Not at all because vulnerabilities come in all shapes and sizes. For example, the loopholes exploited by WannaCry merely enabled the malware to upload a file onto a targeted machine and launch it. But if an anti-virus file monitor is running on that computer, it will check that file, and, if it appears suspicious, it will prevent it from being launched. This happened to WannaCry on machines that were protected with Dr.Web. A file monitor doesn't care about vulnerabilities. It does its job regardless of any known or unknown loopholes being present or absent in a system.
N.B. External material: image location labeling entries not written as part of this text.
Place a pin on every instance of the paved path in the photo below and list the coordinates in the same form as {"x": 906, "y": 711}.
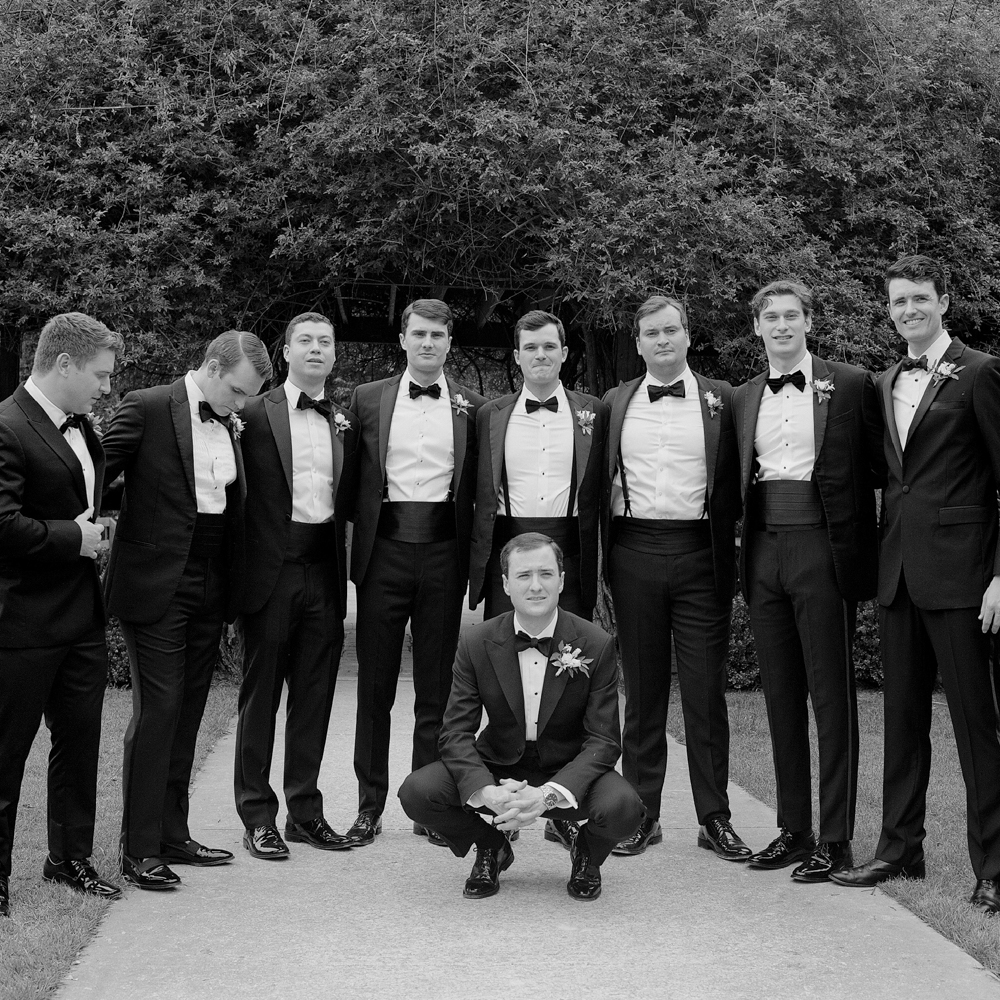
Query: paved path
{"x": 388, "y": 921}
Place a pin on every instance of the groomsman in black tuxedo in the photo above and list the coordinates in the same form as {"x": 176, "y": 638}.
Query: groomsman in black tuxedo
{"x": 809, "y": 433}
{"x": 53, "y": 660}
{"x": 176, "y": 567}
{"x": 939, "y": 578}
{"x": 410, "y": 548}
{"x": 298, "y": 450}
{"x": 672, "y": 501}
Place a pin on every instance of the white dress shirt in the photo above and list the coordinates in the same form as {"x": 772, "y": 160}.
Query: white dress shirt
{"x": 785, "y": 439}
{"x": 312, "y": 461}
{"x": 73, "y": 435}
{"x": 420, "y": 459}
{"x": 538, "y": 452}
{"x": 910, "y": 386}
{"x": 214, "y": 460}
{"x": 663, "y": 451}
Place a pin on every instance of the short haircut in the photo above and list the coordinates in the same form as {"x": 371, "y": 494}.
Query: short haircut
{"x": 535, "y": 320}
{"x": 528, "y": 541}
{"x": 231, "y": 347}
{"x": 783, "y": 286}
{"x": 305, "y": 318}
{"x": 76, "y": 334}
{"x": 654, "y": 304}
{"x": 433, "y": 309}
{"x": 918, "y": 268}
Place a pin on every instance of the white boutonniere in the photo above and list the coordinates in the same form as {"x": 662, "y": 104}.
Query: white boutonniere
{"x": 714, "y": 403}
{"x": 460, "y": 404}
{"x": 823, "y": 387}
{"x": 945, "y": 369}
{"x": 570, "y": 660}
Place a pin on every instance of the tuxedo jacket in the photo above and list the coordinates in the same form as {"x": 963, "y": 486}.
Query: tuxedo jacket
{"x": 50, "y": 595}
{"x": 373, "y": 403}
{"x": 849, "y": 467}
{"x": 939, "y": 510}
{"x": 578, "y": 736}
{"x": 266, "y": 444}
{"x": 149, "y": 439}
{"x": 588, "y": 456}
{"x": 722, "y": 497}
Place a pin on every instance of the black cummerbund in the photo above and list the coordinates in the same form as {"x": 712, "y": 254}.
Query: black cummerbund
{"x": 417, "y": 521}
{"x": 784, "y": 505}
{"x": 661, "y": 536}
{"x": 564, "y": 531}
{"x": 309, "y": 543}
{"x": 209, "y": 536}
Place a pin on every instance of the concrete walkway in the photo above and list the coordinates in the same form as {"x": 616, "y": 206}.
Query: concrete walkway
{"x": 388, "y": 921}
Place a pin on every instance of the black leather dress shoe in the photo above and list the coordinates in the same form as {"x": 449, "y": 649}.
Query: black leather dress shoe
{"x": 835, "y": 856}
{"x": 193, "y": 853}
{"x": 718, "y": 835}
{"x": 485, "y": 877}
{"x": 561, "y": 831}
{"x": 585, "y": 877}
{"x": 80, "y": 875}
{"x": 318, "y": 833}
{"x": 147, "y": 873}
{"x": 875, "y": 872}
{"x": 784, "y": 850}
{"x": 365, "y": 829}
{"x": 265, "y": 842}
{"x": 649, "y": 832}
{"x": 986, "y": 896}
You can theoretically find an exploit that will not only deploy malware in a system but shut down the anti-virus as well. But in real life things like that happen very rarely, and home PC users aren't likely to experience anything of this kind.

The situation when an exploit injects malicious code into running processes is more common. But Dr.Web’s anti-rootkit and anti-exploit modules will protect your system from these threats too.

The Anti-virus Times recommends

An anti-virus protects computers from various threats, including exploits which take advantage of unknown vulnerabilities.